There are things about my husband/relationship that concern me. I think our views on life and other important things are just not the same. I often feel like he wants a housewife but who works too. He's a self employed workaholic (although he'd tell you he does it all "for us", I am pretty sure he'd be the same whether we were here or not).
I often feel like we don't have a proper family. We don't really do much of anything together. He tends to work a lot of weekends and may occasionally come for a walk with us or something small on a weekend but we never do anything like take a weekend away together or go on holidays.

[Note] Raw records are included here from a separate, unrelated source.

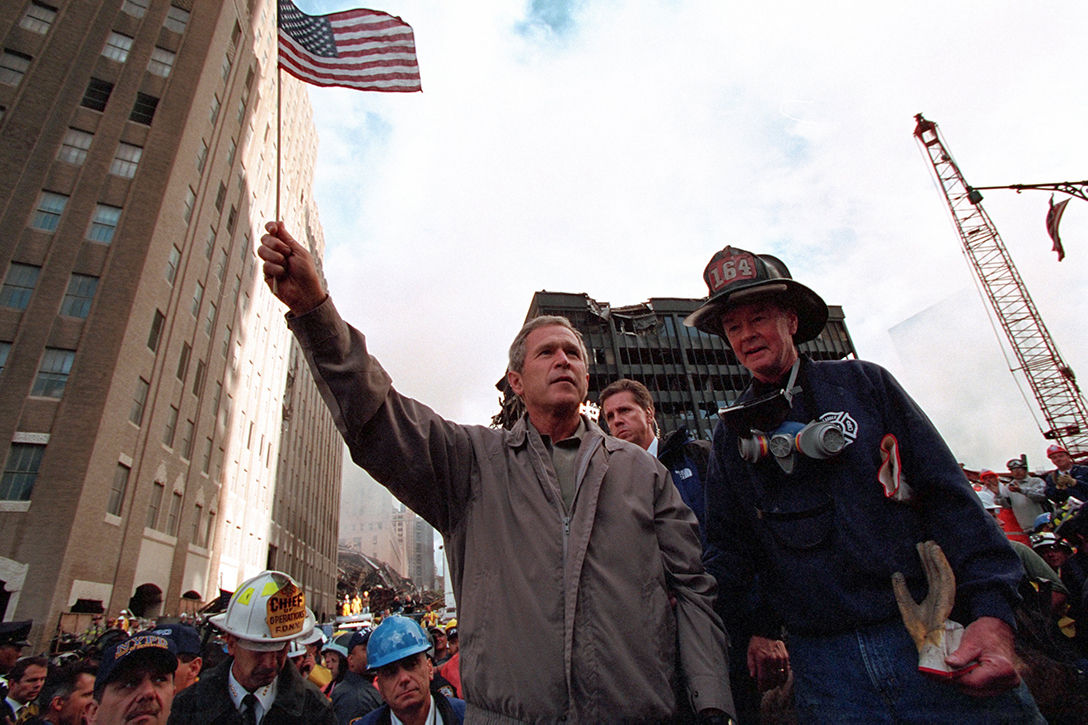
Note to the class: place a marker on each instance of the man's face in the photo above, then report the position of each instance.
(255, 670)
(187, 672)
(28, 685)
(406, 684)
(762, 338)
(357, 660)
(75, 707)
(1062, 459)
(333, 661)
(141, 695)
(554, 377)
(628, 420)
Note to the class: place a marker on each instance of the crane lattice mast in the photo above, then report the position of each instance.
(1051, 379)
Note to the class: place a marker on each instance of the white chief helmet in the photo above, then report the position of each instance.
(267, 612)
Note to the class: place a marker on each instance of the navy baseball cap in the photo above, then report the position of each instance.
(186, 639)
(145, 647)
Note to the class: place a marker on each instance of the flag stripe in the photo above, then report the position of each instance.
(367, 49)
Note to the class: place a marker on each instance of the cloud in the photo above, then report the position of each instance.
(616, 149)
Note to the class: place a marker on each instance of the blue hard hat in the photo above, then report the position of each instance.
(396, 638)
(1041, 519)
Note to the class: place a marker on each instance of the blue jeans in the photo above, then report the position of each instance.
(872, 676)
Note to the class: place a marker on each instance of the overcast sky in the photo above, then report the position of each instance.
(610, 148)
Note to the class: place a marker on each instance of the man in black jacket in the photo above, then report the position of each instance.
(257, 685)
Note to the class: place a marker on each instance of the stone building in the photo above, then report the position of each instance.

He's not a very sociable person whereas I'm the opposite so we rarely get together with friends or anything like that and I tend to attend anything like that alone, weddings, birthdays, etc... 99% of my friends (and there isn't hundreds of them by any means!) have never laid eyes on him.

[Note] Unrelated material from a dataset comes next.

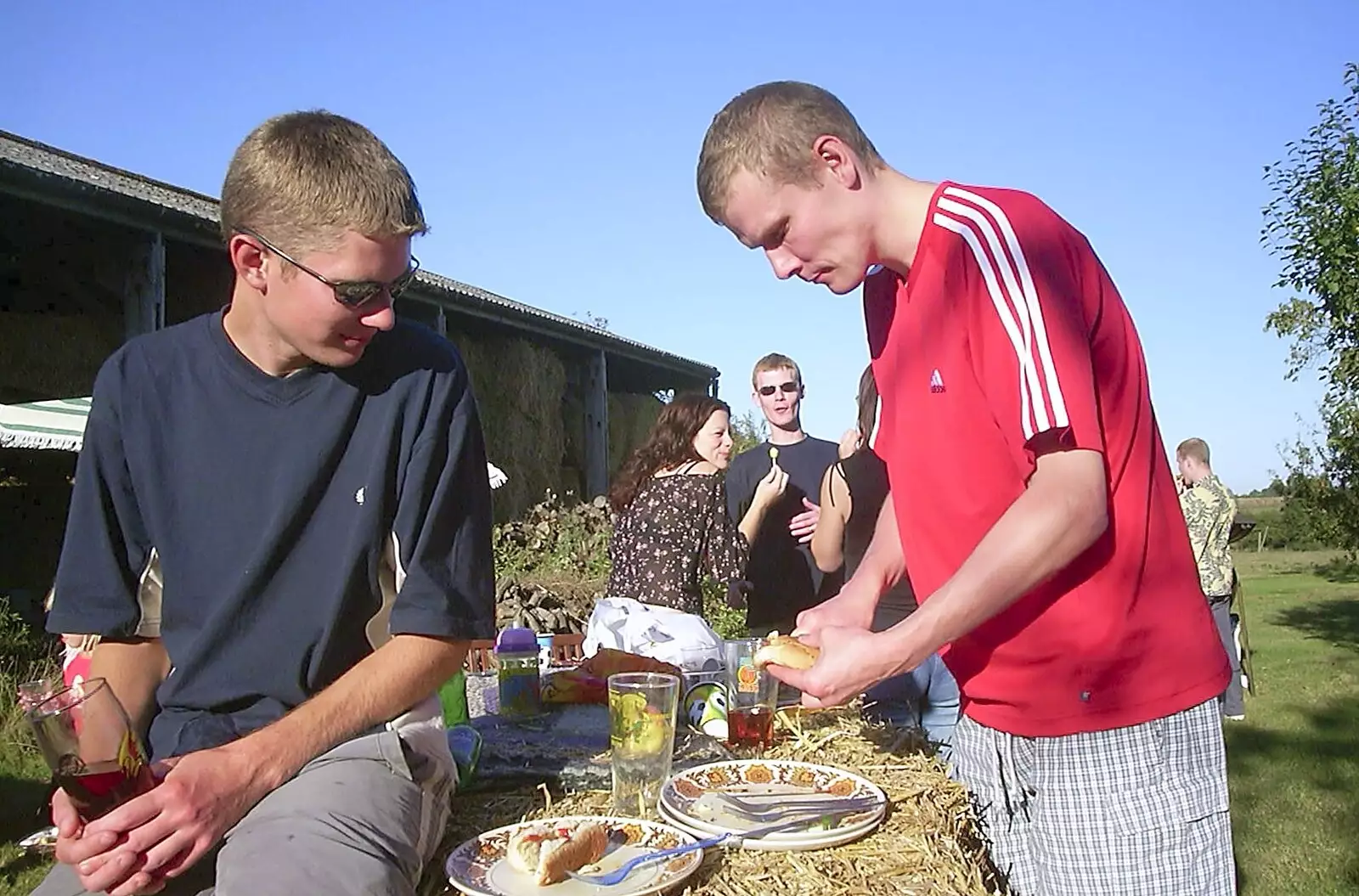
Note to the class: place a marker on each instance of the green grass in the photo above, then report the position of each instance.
(22, 792)
(1294, 762)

I feel like he can be very selfish sometimes although he'd never admit it. He is happy to do things "for us" providing they are things he wants to do. If he is asked to do anything he doesn't want to do he will down right refuse. Even small things like taking our son to soft play on a Saturday afternoon, our son has a blast so I try to take him occasionally. He's never once come with us because it's 'not his cup of tea' (as if it's mine!!) But he never seems to understand that the reason he should do these things is because it's our child's 'cup of tea'.
I feel like we get along really well, we can often be best friends, but only whilst everything is going his way i.e. he's left to work as much as he likes and I don't complain about him not doing anything else and I also do everything at home and with our child whilst also working.

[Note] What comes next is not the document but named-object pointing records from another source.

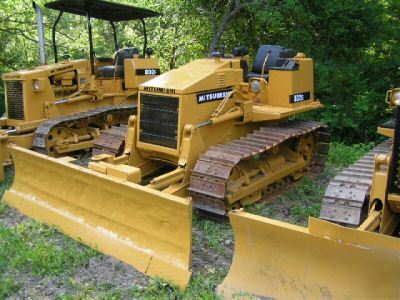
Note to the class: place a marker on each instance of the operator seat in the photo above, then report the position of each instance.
(117, 70)
(277, 57)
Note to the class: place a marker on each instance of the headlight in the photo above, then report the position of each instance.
(36, 85)
(255, 86)
(396, 98)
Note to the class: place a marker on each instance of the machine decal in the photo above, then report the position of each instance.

I work 4 days a week which we agreed on as we couldn't afford the extra 5th day in nursery right now and yet I'm made to feel like shit if I ever ask anything of him that requires doing something he isn't keen on because 'he works more than me'.
I feel underappreciated and taken for granted a lot and I often fantasize about being with someone else.
But it's hard because when we go through, often very long, stages of these issues not raising their head I feel quite happy. He changes his attitude like the wind though so one day something won't be a problem and the next it will, it's hard to know where you stand.
I feel like if I really had no concerns about our son and his feelings and also finances, I would want to leave but I feel stuck and don't know which way to turn. Like I should just stick it out because I'm not miserable and I can be pretty happy some of the time too so is it really worth it. But when I ask myself do I see myself being with my husband forever the answer is no and I feel like that isn't right.
Another issue that is starting to raise its head is that I'm having feelings about maybe wanting more children in the future and he absolutely doesn't. I am 29 and he is 36.
I feel lost and like I don't know what to do or how it would even work. Financially I feel like I'd be absolutely desolate if I were to leave.
I don't have the money myself to see a solicitor for an initial consultation to see how anything would work so I feel like I have absolutely no idea where I stand.